### Import DGL and PyTorch

In this tutorial, we are going to introduce how to implement GraphSAGE to do semi-supervised learning on a node classification task. 

- We will first introduce how to implement and train a GraphSAGE model for node classification (`without the neighbor sampling step`).
- Then, we will show how to use DGL's sampler to enable the neighbor sampling to train and test the GraphSAGE model.

We will demonstrate with the DGL package.
However, feel free to try on other packages such as PyTorch-Geometric.

First, load pytorch, dgl, and other necessary packages (here we need to use NumPy).

In [1]:
import torch
import torch.nn as nn
import torch.nn.functional as F

In [2]:
!pip install dgl

Looking in indexes: https://pypi.org/simple, https://us-python.pkg.dev/colab-wheels/public/simple/


In [None]:
import dgl
from dgl import DGLGraph

# Load Pytorch as backend
dgl.load_backend('pytorch')

In [None]:
import numpy as np
import warnings
warnings.filterwarnings('ignore')

### Prepare the PubMed dataset
We use a citation network called pubmed for demonstration. A node in the citation network is a paper and an edge represents the citation between two papers. 

This dataset has 19,717 papers and 88,651 citations. Each paper has a sparse bag-of-words feature vector and a class label.

In [None]:
from dgl.data import citegrh

# load and preprocess the pubmed dataset
data = citegrh.load_pubmed()

# sparse bag-of-words features of papers
features = torch.FloatTensor(data.features)
# the number of input node features
in_feats = features.shape[1]
# class labels of papers
labels = torch.LongTensor(data.labels)
# the number of unique classes on the nodes.
n_classes = data.num_labels

Here we remove all self-loops in the graph.

In [None]:
data[0]

In [None]:
graph = dgl.remove_self_loop(data[0])
graph

### Implement the GNN model

Essentially, given a graph structure, GNNs (GCN, GraphSAGE, GAT, etc.) are used to learn meaningful node representations (in this case, the embeddings, or vectors).
Once these embeddings are properly learnt, we may perform downstream tasks such as node classification, graph classification, and link prediction.
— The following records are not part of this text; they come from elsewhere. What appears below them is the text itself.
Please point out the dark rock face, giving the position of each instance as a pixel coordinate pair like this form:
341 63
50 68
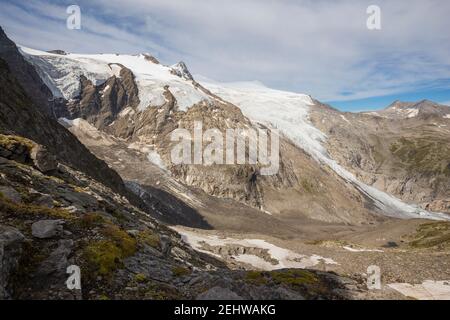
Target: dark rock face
43 160
10 250
101 104
20 115
44 229
25 74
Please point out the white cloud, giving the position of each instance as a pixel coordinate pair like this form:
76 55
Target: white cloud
318 47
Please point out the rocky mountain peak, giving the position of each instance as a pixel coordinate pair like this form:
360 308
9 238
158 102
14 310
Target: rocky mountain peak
180 69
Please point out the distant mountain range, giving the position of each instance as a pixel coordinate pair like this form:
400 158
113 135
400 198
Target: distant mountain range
102 124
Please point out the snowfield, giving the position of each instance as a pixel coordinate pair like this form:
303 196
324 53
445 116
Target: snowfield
288 112
286 258
428 290
62 72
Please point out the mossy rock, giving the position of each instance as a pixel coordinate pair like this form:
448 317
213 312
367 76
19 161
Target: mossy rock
102 257
258 278
13 143
21 210
294 277
149 238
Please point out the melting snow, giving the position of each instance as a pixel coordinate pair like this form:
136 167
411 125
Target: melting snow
428 290
288 112
361 249
63 73
286 258
155 158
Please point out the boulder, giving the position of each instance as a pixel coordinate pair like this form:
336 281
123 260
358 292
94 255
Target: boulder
219 293
43 159
44 229
10 250
11 194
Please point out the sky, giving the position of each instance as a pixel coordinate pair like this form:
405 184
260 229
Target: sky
318 47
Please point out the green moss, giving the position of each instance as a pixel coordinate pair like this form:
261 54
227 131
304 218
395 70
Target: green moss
123 240
102 257
91 219
158 291
180 271
140 278
149 238
307 185
294 277
20 210
256 277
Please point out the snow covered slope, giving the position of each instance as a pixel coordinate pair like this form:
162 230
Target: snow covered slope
61 73
288 112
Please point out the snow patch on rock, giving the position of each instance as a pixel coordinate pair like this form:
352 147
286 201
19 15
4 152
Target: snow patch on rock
285 258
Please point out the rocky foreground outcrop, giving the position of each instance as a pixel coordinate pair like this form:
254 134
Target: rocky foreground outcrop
50 221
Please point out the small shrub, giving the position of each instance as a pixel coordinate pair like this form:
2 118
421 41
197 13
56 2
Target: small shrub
180 271
149 238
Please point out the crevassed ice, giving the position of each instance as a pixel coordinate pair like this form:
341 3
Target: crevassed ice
62 72
288 112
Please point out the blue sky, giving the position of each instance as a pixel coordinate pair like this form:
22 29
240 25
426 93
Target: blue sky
321 47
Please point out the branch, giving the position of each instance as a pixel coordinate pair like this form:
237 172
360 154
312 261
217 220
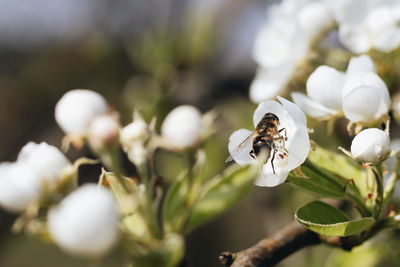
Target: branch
283 243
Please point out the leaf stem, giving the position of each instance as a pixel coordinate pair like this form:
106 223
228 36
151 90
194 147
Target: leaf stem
390 185
364 211
377 170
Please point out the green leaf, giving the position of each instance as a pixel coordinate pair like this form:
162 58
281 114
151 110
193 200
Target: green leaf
314 186
221 193
174 210
330 221
124 190
336 162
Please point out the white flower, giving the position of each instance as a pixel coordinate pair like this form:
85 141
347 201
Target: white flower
137 130
273 45
45 160
103 131
38 166
293 121
368 24
324 93
360 94
284 42
19 186
268 83
85 223
370 145
314 17
77 108
365 96
359 64
133 138
182 127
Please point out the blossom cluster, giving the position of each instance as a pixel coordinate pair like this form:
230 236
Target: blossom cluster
331 93
292 28
86 221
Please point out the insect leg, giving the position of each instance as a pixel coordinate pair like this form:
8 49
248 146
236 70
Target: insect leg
284 129
252 154
284 139
272 160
DGL provides two ways of implementing a GNN model:

- using the nn module, which contains many commonly used GNN modules.
- using the message passing interface to implement a GNN model from scratch.

For simplicity, we implement the GraphSAGE model in the tutorial with the nn module.
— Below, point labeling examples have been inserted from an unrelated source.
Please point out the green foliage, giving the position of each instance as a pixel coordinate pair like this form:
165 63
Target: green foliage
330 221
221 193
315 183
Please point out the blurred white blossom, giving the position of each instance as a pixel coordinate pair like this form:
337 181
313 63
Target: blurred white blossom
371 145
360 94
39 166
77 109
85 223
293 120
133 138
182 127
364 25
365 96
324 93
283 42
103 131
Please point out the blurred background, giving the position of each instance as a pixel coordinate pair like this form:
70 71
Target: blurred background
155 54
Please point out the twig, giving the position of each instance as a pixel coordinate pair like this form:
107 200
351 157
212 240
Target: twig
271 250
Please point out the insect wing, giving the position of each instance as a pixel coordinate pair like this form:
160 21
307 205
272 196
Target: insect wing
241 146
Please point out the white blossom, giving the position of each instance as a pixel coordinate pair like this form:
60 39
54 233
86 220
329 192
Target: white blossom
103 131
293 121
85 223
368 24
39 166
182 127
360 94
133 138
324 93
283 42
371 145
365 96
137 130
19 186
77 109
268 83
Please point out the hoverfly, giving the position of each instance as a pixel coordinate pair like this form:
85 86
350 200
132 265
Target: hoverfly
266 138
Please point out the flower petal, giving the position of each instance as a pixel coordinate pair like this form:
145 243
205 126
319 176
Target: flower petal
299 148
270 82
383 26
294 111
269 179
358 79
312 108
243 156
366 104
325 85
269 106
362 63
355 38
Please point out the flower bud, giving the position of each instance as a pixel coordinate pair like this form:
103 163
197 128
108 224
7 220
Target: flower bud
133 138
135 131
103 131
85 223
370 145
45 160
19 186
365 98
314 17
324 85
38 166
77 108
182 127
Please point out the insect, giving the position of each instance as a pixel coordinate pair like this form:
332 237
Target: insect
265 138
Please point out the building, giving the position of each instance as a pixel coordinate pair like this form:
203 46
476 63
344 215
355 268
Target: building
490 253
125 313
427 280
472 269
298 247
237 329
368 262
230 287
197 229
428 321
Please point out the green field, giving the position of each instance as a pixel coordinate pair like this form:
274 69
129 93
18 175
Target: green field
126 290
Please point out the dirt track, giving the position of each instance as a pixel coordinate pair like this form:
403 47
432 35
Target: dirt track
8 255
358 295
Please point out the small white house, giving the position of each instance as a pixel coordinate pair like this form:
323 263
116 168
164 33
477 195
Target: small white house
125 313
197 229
If you are interested in using the message passing interface to implement a GNN model, check this link https://doc.dgl.ai/tutorials/models/index.html out.
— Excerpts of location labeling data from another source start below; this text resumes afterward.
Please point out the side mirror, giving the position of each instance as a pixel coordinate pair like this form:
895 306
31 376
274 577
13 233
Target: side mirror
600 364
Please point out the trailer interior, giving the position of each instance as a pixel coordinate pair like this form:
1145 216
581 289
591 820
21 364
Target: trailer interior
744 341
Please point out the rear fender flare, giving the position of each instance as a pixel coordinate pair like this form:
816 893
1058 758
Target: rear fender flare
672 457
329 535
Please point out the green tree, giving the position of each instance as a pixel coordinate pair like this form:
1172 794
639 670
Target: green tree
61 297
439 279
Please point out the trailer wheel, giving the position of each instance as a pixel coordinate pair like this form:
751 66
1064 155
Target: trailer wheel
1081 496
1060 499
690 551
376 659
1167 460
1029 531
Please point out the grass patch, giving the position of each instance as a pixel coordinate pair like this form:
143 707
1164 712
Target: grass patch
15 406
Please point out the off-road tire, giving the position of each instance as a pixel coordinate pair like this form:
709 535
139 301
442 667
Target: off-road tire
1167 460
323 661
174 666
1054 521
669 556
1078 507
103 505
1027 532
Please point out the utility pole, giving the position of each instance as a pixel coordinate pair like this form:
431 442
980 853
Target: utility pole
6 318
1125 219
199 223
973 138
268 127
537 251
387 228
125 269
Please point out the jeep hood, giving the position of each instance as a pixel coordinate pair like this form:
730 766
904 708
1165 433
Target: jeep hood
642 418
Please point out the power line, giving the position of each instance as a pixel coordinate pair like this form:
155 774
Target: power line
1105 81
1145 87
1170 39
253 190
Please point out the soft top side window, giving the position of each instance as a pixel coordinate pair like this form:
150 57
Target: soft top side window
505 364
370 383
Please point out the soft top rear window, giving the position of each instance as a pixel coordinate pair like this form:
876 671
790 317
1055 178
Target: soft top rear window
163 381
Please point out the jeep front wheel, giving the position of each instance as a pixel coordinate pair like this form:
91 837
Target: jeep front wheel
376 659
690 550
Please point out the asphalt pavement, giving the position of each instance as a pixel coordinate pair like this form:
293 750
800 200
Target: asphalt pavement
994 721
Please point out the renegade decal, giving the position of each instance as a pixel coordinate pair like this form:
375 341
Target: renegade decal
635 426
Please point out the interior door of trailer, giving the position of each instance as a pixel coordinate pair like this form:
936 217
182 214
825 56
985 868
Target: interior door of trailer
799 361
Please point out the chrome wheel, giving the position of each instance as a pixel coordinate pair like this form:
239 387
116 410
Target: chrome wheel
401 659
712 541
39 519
![fishy](https://raw.githubusercontent.com/dglai/WWW20-Hands-on-Tutorial/master/images/GNN.png)

The GraphSage model has multiple layers. In each layer, a vertex accesses its direct neighbors. When we stack $k$ layers in a model, a node $v$ access neighbors within $k$ hops. The output of the GraphSage model is **node embeddings** that represent the nodes and all information in the k-hop neighborhood.

If you want to learn about the details of the SageConv layer, look at its official documantation at https://docs.dgl.ai/en/0.8.x/generated/dgl.nn.pytorch.conv.SAGEConv.html 

In [None]:
from dgl.nn.pytorch import conv as dgl_conv

class GraphSAGEModel(nn.Module):
    def __init__(self,
                 in_feats,
                 n_hidden,
                 out_dim,
                 n_layers,
                 activation,
                 dropout,
                 aggregator_type):
        super(GraphSAGEModel, self).__init__()
        self.layers = nn.ModuleList()

        # input layer
        self.layers.append(dgl_conv.SAGEConv(in_feats, n_hidden, aggregator_type,
                                         feat_drop=dropout, activation=activation))
        # hidden layers
        for i in range(n_layers - 1):
            self.layers.append(dgl_conv.SAGEConv(n_hidden, n_hidden, aggregator_type,
                                             feat_drop=dropout, activation=activation))
        # output layer
        self.layers.append(dgl_conv.SAGEConv(n_hidden, out_dim, aggregator_type,
                                         feat_drop=dropout, activation=None))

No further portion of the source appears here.